The freedom of execution of this painting approaches abstract techniques. Everything is suggested by spots of color that flicker against the calm expanse of the
background. The palette is still finely balanced between black and white, with highlights in blue, red, and yellow, set offby the blue-green of the sea beneath the
clear sky. We are now familiar with Manet's technique; it is difficult for us to imagine how unconventional and impudent his manner of sketching figures with a few
brush strokes once seemed. Conformists simply could not understand that what appeared formless at close quarters took on relief and detail at a distance. It is
enough simply to look closely at this picture and then to move away from it to be impressed by Manet's incomparable power of suggestion, in which he excelled every other
painter of his day.
Manet was improvising in this picture. Twenty years before he had spent several months on a training ship and was f amiliar with the sea and ships. He seems to have forgotten much since then. I doubt that a captain ever stood on his bridge quite as Manet has shown here. At the left of the group of passengers we can see Mme Manet, holding a parasol, and Leon Koella-Leenhoff, in a felt hat with a feather.
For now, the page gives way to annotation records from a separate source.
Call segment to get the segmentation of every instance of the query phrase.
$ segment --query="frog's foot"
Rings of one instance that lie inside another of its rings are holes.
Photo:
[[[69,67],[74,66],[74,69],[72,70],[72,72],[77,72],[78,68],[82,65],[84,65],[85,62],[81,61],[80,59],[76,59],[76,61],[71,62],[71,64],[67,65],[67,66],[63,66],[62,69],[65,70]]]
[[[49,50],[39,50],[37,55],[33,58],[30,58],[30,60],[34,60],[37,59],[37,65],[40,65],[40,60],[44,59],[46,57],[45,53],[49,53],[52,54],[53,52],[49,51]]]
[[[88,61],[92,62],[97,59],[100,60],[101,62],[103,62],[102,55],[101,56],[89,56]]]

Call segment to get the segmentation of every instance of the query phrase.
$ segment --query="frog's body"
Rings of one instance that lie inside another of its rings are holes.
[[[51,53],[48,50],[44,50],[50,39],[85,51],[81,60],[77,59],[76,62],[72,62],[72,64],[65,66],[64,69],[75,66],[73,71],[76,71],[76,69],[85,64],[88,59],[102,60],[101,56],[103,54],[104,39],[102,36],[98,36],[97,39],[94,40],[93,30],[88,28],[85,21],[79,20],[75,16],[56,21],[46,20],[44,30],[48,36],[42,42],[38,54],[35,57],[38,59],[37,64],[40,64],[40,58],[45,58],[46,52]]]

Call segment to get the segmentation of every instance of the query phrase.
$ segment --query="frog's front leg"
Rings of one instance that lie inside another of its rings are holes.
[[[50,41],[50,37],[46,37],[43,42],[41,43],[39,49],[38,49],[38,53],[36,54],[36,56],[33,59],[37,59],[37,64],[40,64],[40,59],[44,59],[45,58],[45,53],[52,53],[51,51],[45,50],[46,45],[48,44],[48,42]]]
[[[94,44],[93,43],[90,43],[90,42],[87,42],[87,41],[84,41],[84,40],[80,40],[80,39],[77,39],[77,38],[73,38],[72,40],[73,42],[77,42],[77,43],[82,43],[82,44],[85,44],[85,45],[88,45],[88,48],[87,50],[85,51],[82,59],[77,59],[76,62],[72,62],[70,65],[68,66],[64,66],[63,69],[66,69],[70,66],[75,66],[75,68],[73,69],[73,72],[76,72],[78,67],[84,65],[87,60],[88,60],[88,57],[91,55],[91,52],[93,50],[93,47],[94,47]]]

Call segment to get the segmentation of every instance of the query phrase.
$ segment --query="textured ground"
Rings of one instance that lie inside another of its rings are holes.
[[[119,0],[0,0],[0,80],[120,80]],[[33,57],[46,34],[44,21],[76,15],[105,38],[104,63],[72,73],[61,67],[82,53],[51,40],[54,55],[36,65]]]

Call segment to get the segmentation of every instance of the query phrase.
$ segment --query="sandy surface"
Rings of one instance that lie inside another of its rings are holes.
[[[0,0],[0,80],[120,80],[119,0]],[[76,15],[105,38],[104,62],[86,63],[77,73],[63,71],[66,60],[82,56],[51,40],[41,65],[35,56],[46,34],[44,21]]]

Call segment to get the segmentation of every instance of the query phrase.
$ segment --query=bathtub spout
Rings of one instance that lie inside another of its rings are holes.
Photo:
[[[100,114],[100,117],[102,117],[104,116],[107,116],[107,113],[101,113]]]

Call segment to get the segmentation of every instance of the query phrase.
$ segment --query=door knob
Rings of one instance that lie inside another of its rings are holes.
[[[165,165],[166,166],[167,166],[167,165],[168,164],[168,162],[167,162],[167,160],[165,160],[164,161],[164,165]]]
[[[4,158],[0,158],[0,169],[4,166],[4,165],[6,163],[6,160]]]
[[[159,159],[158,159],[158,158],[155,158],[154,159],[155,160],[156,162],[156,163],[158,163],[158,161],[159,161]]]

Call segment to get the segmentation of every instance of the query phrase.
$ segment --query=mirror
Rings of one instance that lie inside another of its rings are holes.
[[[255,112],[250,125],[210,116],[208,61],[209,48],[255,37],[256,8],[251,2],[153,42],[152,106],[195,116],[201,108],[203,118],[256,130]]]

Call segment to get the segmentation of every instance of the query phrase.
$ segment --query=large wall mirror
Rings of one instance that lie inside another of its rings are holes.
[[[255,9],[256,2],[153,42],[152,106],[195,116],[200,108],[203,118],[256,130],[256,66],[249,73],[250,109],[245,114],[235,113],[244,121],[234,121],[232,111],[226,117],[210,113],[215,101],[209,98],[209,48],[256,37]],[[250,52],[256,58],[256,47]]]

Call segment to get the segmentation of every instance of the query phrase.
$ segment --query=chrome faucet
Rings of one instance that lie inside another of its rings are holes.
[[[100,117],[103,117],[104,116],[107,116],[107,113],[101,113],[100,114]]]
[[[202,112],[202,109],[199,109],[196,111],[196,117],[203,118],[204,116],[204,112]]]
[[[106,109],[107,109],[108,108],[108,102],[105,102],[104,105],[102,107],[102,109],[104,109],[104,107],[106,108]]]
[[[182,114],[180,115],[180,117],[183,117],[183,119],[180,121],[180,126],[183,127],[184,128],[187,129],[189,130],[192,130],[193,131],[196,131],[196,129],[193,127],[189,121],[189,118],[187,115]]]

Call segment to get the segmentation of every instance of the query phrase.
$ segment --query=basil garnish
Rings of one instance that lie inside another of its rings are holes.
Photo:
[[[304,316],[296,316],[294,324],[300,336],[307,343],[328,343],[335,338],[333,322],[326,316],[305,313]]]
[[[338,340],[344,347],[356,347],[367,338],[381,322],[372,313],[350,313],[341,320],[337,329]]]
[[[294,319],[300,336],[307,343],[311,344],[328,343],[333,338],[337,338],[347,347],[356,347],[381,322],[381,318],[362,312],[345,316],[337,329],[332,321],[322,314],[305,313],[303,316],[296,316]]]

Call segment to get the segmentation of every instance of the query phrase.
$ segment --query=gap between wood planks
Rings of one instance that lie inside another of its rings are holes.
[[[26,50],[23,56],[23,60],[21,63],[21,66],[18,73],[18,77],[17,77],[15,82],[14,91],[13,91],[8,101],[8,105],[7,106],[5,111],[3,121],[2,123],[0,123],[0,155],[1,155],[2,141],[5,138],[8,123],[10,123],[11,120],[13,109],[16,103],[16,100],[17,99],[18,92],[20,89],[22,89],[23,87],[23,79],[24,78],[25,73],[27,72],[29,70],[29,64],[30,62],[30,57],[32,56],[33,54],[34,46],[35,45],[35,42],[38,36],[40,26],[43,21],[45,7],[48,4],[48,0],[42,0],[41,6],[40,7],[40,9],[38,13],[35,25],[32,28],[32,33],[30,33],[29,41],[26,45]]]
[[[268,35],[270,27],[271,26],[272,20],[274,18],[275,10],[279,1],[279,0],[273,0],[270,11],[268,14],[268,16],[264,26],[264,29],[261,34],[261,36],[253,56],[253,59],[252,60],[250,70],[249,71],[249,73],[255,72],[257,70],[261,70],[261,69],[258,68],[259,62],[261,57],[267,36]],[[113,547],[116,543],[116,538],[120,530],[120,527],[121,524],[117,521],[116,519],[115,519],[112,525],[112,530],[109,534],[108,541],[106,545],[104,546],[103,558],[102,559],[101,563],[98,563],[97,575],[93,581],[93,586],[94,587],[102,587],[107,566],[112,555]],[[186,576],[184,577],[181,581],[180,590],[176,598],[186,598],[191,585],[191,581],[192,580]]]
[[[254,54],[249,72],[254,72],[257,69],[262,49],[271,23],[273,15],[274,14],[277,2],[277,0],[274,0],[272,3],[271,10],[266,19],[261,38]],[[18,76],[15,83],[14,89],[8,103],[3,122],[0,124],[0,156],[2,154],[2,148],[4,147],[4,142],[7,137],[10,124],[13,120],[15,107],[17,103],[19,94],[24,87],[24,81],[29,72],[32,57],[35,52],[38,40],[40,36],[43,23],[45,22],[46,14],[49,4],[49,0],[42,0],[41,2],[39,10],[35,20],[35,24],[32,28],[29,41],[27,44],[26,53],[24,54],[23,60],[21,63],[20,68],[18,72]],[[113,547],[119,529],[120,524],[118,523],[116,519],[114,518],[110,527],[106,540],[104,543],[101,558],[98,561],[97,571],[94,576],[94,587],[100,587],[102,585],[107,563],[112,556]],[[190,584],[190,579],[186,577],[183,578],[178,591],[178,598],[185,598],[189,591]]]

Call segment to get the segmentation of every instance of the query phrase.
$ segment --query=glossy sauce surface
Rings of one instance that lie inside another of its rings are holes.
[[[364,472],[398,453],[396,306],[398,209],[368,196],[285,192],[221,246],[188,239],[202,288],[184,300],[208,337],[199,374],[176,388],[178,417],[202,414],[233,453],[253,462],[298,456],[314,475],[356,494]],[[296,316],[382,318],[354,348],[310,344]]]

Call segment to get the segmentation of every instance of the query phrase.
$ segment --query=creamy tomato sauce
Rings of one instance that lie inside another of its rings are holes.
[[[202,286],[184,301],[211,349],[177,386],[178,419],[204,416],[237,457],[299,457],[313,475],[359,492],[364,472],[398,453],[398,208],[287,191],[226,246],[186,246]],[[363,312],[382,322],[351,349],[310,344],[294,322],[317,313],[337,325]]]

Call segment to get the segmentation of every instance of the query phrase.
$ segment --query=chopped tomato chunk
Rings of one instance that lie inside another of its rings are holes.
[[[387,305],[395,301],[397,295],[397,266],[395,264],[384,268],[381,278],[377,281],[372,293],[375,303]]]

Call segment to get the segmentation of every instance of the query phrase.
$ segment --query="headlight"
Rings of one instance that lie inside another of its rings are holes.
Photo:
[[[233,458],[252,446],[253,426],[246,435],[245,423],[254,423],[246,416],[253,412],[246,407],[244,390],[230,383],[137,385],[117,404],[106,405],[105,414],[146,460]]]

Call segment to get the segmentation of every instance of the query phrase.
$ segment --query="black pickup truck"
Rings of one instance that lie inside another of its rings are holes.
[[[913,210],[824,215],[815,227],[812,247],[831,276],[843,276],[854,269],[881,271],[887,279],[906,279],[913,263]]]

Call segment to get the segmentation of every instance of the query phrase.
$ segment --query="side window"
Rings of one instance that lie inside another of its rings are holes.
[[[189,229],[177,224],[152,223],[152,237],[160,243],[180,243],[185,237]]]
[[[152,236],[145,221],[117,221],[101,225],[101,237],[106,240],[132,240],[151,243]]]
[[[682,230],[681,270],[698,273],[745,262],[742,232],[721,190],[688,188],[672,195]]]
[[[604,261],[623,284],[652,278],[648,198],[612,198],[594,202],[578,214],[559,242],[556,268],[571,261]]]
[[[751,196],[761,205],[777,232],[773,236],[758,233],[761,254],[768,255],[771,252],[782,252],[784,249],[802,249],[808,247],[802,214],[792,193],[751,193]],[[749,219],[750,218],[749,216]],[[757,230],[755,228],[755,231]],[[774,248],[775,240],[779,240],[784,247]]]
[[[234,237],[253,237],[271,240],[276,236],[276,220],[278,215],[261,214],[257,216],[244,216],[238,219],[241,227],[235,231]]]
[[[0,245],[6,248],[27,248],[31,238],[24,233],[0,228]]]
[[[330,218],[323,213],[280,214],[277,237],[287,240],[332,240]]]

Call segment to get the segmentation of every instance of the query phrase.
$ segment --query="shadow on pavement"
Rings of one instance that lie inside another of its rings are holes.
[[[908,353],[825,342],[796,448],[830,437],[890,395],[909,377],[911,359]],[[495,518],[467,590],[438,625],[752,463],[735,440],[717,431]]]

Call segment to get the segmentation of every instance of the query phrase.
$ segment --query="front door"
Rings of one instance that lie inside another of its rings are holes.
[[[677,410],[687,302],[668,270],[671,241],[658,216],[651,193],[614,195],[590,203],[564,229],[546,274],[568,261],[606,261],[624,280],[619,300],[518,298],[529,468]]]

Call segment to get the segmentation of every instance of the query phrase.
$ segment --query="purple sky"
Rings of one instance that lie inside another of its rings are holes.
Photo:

The picture was painted from the window of the Folkestone Hotel in Boulogne. Manet stayed there a week without doing any work. Then, according to Tabarant, he took the steamer across the Channel on a sudden impulse and rushed up to London, where he was welcomed by the painter Alphonse Legros and Mr. Edwards, a connoisseur. Six days later, he returned to Boulogne, "enchanted with London," as he wrote Fantin-Latour. He began to paint, certain henceforth that what the realists in Paris regarded as his faults constituted in fact his true personality. He painted seven pictures, of which this was one. The sketch for it is in the Oskar Reinhart collection in Winterthur. Manet sold this canvas to Durand-Ruel in 1872.